Stefanus mengingatkan orang-orang yang menghakiminya bahwa penolakan kepada kebenaran sudah dilakukan sejak para leluhur mereka. Para nabi dianiaya. Bahkan, ketika Allah sendiri datang dengan menjadi manusia, mereka tidak bersedia menerima-Nya (Kisah Para Rasul 7: 52). Hal itu dikarenakan ketidaksediaan mereka untuk mendengarkan hal-hal yang tidak sesuai dengan keinginan dan kepentingan mereka.
Ternyata hal serupa telah dialami Yeremia. Ia menubuatkan pembuangan ke Babel dan penderitaan yang akan dialami oleh berbagai bangsa, termasuk Yehuda karena penyembahan berhala dan ketidakadilan yang mereka lakukan. Allah digambarkan seperti Panglima perang yang mengaum, menyerahkan orang fasik kepada pedang, dan menjatuhkan hukuman kepada bangsa-bangsa yang melawan Dia. Gambaran ini mungkin tampak keras, seolah-olah Allah tidak berbelas kasihan. Namun justru di sanalah terlihat keteguhan-Nya dalam menegakkan keadilan. Firman Tuhan menegaskan, “Mereka tidak akan diratapi, tidak akan dikumpulkan dan tidak akan dikuburkan; mereka akan menjadi pupuk” (Yeremia 25:33b).
Nasihat Tuhan dapat datang melalui berbagai cara—melalui keluarga terdekat, saudara, orang yang bahkan tidak kita kenal, atau lewat peristiwa yang kita alami.

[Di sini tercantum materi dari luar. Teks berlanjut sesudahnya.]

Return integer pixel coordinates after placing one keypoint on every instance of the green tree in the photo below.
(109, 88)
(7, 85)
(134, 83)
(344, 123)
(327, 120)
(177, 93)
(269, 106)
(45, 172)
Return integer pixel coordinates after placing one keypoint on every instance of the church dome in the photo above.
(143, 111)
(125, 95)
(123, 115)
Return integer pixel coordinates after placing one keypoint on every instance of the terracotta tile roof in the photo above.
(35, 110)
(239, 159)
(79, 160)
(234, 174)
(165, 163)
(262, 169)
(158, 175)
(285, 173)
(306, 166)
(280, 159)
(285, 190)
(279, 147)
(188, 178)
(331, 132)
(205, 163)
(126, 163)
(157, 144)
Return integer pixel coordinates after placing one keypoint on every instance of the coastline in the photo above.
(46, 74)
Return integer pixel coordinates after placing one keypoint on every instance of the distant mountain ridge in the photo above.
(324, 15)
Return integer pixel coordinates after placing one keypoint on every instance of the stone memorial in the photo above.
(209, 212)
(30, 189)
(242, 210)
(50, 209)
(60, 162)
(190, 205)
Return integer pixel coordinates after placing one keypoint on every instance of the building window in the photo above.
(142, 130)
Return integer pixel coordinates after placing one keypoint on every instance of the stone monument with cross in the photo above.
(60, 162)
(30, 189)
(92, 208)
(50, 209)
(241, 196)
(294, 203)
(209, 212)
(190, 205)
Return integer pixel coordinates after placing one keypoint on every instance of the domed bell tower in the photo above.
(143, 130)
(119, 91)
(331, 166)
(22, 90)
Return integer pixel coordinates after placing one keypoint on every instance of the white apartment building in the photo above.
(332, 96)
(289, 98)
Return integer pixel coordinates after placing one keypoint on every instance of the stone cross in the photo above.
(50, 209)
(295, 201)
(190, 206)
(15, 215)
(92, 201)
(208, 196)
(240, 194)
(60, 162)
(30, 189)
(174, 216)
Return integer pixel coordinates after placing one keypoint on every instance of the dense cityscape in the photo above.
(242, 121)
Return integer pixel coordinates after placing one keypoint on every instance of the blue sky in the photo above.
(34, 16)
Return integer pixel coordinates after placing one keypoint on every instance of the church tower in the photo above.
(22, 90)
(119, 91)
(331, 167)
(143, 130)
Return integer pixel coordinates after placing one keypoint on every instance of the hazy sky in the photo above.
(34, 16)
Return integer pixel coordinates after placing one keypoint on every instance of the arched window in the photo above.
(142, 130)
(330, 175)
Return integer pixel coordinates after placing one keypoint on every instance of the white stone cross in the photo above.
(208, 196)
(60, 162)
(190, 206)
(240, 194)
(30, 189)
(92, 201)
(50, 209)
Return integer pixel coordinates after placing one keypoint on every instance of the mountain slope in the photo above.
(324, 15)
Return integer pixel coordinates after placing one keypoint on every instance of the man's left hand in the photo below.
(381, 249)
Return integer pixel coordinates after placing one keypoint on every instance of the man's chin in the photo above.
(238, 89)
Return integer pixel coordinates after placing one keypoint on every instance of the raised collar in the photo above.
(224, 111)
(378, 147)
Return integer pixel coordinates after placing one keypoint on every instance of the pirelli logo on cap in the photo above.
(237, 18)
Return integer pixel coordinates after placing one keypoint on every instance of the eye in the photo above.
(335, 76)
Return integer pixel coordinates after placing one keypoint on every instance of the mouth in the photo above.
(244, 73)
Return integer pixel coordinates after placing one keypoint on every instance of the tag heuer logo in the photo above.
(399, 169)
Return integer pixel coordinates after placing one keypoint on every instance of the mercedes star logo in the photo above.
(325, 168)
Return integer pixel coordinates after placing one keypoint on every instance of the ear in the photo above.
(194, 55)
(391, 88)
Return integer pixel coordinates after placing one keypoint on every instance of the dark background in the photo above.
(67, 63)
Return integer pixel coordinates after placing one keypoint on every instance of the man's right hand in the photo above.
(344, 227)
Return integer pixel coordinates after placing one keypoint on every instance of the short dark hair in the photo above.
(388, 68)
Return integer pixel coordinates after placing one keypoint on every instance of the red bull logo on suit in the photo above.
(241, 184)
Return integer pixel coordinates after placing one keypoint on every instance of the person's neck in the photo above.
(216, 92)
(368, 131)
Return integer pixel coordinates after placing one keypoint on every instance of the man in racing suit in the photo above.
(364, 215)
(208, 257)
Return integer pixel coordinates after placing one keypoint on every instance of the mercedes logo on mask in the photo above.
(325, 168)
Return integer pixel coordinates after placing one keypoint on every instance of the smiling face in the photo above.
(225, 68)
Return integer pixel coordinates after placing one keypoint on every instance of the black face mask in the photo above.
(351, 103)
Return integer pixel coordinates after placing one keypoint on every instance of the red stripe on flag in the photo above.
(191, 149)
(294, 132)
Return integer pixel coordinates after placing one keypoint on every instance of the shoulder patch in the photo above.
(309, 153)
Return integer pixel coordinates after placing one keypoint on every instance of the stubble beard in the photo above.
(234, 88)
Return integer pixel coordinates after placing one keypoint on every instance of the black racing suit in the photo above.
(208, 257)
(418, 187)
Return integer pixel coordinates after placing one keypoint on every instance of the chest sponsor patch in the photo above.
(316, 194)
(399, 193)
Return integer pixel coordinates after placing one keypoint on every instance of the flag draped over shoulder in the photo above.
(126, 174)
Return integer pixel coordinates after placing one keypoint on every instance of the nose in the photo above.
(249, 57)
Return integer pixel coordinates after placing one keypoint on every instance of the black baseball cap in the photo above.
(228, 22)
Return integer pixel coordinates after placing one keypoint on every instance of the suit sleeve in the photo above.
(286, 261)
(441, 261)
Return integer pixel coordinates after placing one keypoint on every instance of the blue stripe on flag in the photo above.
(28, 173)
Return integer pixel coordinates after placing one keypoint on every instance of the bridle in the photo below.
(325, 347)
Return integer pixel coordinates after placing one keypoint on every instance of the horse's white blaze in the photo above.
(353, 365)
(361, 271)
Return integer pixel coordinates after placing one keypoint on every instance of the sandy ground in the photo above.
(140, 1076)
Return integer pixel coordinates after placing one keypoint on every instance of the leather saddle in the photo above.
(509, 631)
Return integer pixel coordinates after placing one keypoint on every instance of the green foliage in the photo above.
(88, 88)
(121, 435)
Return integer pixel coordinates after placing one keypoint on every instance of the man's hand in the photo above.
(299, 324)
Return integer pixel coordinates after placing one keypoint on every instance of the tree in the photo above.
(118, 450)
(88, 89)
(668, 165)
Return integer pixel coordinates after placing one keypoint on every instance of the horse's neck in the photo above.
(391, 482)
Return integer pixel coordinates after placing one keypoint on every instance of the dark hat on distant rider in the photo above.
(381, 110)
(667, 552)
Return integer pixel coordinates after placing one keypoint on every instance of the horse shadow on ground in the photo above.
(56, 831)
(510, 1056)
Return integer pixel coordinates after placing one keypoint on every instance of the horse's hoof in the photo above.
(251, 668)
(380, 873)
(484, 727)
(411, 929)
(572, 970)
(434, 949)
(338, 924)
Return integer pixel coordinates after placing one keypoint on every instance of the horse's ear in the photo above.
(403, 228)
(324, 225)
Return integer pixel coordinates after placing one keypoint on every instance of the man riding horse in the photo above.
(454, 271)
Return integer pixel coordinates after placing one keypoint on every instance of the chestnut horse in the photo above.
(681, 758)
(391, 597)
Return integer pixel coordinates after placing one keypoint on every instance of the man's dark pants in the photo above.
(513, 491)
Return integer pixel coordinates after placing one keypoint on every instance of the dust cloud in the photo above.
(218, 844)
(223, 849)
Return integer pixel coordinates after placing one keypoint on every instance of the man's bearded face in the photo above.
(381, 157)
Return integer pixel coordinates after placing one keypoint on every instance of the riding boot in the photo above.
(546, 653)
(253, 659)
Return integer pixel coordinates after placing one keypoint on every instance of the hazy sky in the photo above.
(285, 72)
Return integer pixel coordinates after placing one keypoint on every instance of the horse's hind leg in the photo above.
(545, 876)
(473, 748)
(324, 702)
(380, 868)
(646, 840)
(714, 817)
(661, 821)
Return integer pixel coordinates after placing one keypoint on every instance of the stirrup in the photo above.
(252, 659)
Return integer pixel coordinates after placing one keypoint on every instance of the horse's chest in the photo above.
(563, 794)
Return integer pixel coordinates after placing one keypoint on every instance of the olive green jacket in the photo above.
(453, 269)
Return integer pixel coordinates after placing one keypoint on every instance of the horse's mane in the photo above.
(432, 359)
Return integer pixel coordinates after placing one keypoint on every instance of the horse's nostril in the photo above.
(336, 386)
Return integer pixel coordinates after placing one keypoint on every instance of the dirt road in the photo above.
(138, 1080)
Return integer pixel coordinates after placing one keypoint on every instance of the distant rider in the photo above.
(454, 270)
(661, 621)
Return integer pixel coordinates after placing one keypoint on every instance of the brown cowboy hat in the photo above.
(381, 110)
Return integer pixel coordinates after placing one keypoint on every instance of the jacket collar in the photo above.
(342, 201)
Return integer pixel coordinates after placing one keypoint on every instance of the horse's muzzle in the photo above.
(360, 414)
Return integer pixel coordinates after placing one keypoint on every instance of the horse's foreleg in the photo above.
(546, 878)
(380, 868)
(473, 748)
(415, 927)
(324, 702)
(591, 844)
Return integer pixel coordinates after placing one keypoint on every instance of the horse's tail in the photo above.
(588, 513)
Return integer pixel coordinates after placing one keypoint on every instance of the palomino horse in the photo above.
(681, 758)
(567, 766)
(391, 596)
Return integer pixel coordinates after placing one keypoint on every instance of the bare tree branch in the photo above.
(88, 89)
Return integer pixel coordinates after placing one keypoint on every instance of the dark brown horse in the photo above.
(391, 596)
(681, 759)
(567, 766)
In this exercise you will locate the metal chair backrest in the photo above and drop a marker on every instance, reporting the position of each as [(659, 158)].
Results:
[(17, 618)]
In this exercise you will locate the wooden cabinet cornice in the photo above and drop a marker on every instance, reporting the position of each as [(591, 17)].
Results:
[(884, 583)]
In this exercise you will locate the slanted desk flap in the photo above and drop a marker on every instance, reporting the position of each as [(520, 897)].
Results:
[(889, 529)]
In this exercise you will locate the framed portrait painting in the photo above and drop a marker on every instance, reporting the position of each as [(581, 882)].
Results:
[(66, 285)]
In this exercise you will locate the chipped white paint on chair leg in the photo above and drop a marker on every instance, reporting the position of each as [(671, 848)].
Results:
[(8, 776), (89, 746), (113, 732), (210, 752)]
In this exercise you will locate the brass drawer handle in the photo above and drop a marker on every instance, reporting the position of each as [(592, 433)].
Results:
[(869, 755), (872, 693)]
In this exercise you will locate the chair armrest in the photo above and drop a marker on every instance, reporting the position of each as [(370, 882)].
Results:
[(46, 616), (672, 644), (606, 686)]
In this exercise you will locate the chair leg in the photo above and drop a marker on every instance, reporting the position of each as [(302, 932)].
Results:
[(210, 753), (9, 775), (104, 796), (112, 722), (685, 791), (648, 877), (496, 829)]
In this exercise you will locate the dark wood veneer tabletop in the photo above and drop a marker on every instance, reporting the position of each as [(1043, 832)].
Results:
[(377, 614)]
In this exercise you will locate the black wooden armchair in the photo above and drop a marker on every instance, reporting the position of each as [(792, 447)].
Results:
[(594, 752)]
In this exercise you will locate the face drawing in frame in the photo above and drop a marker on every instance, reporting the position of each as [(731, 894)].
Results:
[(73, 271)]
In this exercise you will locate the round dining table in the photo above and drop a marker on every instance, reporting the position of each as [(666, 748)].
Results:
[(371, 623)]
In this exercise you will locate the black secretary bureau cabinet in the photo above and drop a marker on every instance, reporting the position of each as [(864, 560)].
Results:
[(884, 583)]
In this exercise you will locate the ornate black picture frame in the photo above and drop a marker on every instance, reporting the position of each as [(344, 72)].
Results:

Sekalipun sederhana, setiap nasihat adalah petunjuk Allah untuk menuntun langkah kita. Sering kali, justru nasihat yang terasa pahit itulah yang menjadi sarana perubahan diri yang sejati. Saat masih mendengarkan nasihat, kita masih memiliki kesempatan untuk memperbaiki diri. Allah memang penuh ampun, namun bukan berarti kita dapat mengendalikanNya untuk selalu mengikuti keinginan kita. Ia adalah Allah yang adil.
Apakah kita sedang dinasehatiNya? Mari membuka hati, menelaahnya, dan memperbaiki diri dengan tuntunan Roh Kudus, selagi masih ada waktu.
Doa:
Tuhan, lembutkan hatiku agar mau menerima setiap teguran-Mu dengan kerendahan hati. Pimpinlah aku oleh Roh Kudus-Mu untuk hidup seturut kehendak-Mu selagi masih ada kesempatan. Amin. (Kintan Limiansih – Banguntapan).